The judge closely inspects each dog on a table before watching the dog move up and down the ring. Fanny is doing great (I think?). Waltzer is gone since Fanny will go crazy if she sees her on the sidelines. The vomiting dog covertly vomits again. The judge asks the handlers to run the dogs around the ring once more. And then another time. The tension is building! I'm suddenly on the edge of my seat. I've been sucked into it completely. Fanny is going to win, I think. She deserves to win. She is so much better than these other Borders! Look at her lines! Look at her head shape! Her perfect coat! This is her year! They run around the ring once more. Silence. The vomiting dog gags. Suspense! The judge makes his picks. Meadowlake Booty Call, my Fanny, does not advance. Her Westminster experience is over in under 30 minutes.
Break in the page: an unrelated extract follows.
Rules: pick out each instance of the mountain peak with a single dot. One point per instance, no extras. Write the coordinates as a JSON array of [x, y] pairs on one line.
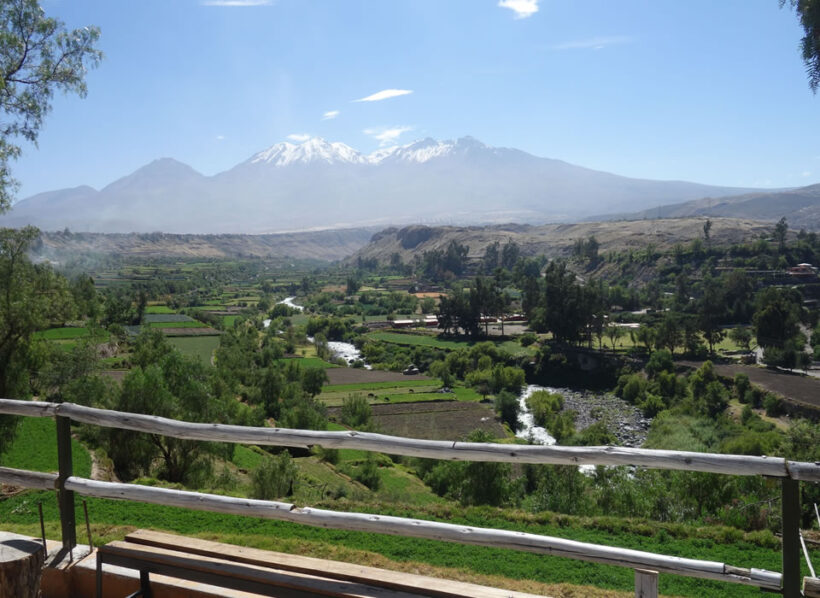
[[314, 149]]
Waltzer had had very reasonable expectations going into the day. "One day you're up in the game, and the next day you're flat down," she says. "That's the fun part because you never know what happens. Basically, if you don't expect anything you'll be nicely surprised." But surely there is a sense of disappointment as Fanny had, at some point or another, beat each of the dogs she was shown against. Waltzer suspects some funny business with the judging, and throws some rather skillful shade. "I think it's disappointing when [the judges] put [their] mind on anything else other than what [they] see. Judge it by the book and what you see. And if you can do that, then I think you're a fabulous judge."

And as for gender bias? Well, this year the Best in Show was a bitch.